Objectives: Cardiac rejection and infection are the leading causes of morbidity and mortality after transplant representing with similar non-specific symptoms. Early discrimination is crucial yet challenging. We proposed that aberrant serum cytokine portraits exist in pulmonary infection and allograft rejection, and such profiles might aid in timely differential diagnosis.
Methods: Lewis rat received Wistar rat heart allografts. Allograft rejection (n = 5) and pulmonary infection (n = 7) were induced via cessation of cyclosporine injection and intratracheal inoculation of Pseudomonas aeruginosa, respectively, and pathologically confirmed. A non-rejection and non-infection group (n = 5) was served as healthy controls. The circulating cytokine profiles of the study objects were then simultaneously measured using a multiplex quantitative cytokine array.

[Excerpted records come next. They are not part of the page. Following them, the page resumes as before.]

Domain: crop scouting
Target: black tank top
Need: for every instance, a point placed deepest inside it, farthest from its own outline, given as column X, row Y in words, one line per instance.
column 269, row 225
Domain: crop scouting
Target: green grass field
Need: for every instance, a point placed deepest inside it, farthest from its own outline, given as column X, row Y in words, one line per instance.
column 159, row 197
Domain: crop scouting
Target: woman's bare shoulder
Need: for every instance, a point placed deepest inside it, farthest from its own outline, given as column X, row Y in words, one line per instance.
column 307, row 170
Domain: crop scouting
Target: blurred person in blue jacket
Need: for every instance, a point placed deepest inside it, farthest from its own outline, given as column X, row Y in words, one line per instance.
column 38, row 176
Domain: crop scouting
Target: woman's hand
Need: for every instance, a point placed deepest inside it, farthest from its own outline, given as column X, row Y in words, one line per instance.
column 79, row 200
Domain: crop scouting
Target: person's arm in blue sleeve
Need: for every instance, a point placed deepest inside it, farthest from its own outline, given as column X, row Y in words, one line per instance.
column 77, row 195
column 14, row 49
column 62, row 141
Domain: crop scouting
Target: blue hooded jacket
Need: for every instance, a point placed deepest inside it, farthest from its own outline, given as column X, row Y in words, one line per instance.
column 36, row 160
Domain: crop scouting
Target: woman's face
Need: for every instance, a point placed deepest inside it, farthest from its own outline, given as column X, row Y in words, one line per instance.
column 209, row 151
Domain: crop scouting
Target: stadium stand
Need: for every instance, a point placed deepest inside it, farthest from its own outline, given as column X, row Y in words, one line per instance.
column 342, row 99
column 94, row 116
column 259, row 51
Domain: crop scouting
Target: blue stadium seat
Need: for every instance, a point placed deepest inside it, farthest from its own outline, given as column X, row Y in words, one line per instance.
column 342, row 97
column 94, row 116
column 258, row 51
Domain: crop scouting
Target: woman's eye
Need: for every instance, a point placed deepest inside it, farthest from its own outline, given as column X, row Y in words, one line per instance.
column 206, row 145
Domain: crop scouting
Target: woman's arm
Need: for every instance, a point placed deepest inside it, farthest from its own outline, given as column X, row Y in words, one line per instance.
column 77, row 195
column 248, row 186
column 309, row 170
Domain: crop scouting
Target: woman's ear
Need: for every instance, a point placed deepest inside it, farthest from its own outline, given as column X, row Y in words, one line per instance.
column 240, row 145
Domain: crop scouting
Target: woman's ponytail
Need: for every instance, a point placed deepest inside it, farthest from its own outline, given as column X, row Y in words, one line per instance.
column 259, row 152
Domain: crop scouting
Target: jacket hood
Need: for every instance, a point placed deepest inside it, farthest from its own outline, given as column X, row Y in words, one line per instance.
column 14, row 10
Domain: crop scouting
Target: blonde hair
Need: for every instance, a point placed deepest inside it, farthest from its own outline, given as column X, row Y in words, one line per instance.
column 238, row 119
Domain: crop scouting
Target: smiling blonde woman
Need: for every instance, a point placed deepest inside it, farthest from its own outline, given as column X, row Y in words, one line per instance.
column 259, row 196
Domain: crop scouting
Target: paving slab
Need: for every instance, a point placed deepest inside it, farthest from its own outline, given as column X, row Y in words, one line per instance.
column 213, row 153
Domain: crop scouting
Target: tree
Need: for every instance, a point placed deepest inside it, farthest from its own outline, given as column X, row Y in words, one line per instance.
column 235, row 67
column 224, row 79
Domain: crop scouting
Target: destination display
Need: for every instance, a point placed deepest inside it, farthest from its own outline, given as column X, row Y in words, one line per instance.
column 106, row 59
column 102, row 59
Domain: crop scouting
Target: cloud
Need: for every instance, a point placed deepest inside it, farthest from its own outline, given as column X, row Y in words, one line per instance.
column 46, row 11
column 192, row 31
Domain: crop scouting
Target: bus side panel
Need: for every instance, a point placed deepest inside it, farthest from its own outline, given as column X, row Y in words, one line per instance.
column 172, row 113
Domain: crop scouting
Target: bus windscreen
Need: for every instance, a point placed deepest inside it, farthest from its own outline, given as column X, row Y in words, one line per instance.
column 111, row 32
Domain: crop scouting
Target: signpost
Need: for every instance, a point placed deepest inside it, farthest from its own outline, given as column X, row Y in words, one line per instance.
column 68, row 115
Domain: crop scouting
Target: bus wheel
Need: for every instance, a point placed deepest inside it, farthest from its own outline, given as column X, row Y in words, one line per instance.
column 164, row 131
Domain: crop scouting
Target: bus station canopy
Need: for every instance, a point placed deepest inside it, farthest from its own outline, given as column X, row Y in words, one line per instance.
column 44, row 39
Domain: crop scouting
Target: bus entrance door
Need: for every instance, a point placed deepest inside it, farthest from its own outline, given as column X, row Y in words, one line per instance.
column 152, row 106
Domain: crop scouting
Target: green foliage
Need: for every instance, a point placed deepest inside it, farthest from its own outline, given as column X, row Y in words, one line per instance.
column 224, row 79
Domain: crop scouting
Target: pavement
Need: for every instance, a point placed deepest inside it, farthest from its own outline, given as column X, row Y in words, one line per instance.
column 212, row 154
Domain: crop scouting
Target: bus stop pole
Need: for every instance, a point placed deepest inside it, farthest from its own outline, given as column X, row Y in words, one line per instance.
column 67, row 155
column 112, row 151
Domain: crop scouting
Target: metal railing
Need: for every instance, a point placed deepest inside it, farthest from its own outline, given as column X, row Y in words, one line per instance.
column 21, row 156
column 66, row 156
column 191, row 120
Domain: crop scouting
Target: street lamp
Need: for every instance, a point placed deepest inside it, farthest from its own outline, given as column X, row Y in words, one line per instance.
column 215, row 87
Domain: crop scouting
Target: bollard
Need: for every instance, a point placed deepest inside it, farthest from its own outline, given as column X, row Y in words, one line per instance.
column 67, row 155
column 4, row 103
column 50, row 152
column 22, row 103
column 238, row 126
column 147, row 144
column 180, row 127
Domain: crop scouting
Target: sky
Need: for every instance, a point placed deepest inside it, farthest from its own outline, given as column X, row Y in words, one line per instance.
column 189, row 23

Results: Thirteen cytokines [B7-2, β-nerve growth factor (NGF), chemokine (C-X3-C motif) ligand 1 (Fractalkine), granulocyte-macrophage colony-stimulating factor (GM-CSF), interferon gamma (IFN-γ), interleukin beta (IL-β), IL-2, IL-4, IL-10, chemokine (C-X-C motif) ligand 5 (LIX), L-selectin, chemokine (C-C motif) ligand 2 (MCP-1), brain creatine kinase (TCK-1) and tumour necrosis factor alpha (TNF-α)] were up-regulated in allograft rejecting animals. Among them, B7-2, β-NGF, Fractalkine, GM-CSF, IFN-γ, IL-β, IL-2, IL-4, LIX, MCP-1 and TCK-1 were significantly increased compared with infection rats (all P-values <0.05). B7-2, CNIC-1 and CNIC-2 were increased in infection animals when compared with healthy controls (900.85 ± 259.30 vs 175.04 ± 161.07 pg/ml, 319.68 ± 264.91 vs 13.50 ± 0.00 pg/ml and 51.424 ± 29.51 vs 5.24 ± 1.30 pg/ml, respectively, all P-values <0.05).
Conclusions: The present study demonstrated fluctuations in circulating cytokine portraits in cardiac allograft rejection and bacterial pulmonary infection after transplant. Such disease-specific cytokine patterns might facilitate early discrimination between rejection and infection.
Keywords: Cytokine profile; Differential diagnosis; Heart transplant; Infection; Rat; Rejection.